Je marche sans me retourner, tandis que des larmes glissent sur mes joues, cela fait mal d’avoir devant toi l’opportunité pour laquelle on s’est tant battu et de la laisser passer, cela fait mal de voir comment la vie crée des obstacles à chaque pas que l’on fait pour avancer et qu’il faut s’adapter à tout ce qui vient, pour survivre.
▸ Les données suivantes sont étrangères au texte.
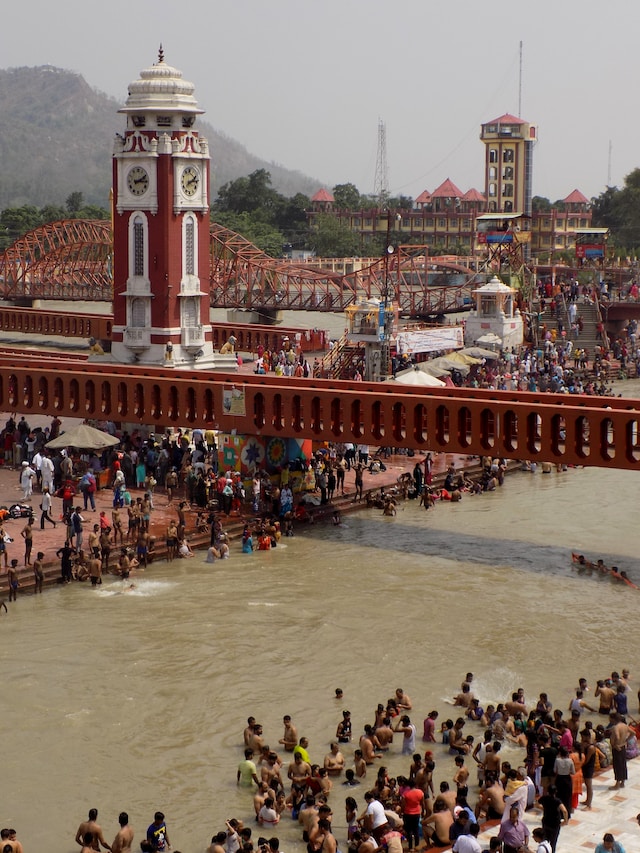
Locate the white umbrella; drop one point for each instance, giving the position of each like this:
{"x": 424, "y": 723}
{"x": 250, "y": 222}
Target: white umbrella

Quand j’étais adolescente, je rêvais de voyager, d’étudier et de travailler dans un grand hôpital, d’acheter une maison avec un jardin pour ma mère et de payer les études supérieures de mon frère.
Je m’arrête devant l’impressionnant bâtiment d’architecture haussmannienne où se trouve l’appartement que je dois nettoyer, je sens mon âme s’effondrer, ce n’était pas ce que j’avais prévu ou ce que j’attendais de ma vie ; cependant, maintenant que je suis là et que je dois aller de l’avant, j’essuie mes larmes et je marche d’un pas ferme.
Je suis Gia Santos, une jeune fille dont la mère est immigrée et qui est toujours vierge à vingt-deux ans. Une fille qui n’a jamais soupçonné que sa vie pouvait changer en une seule nuit et pour toujours.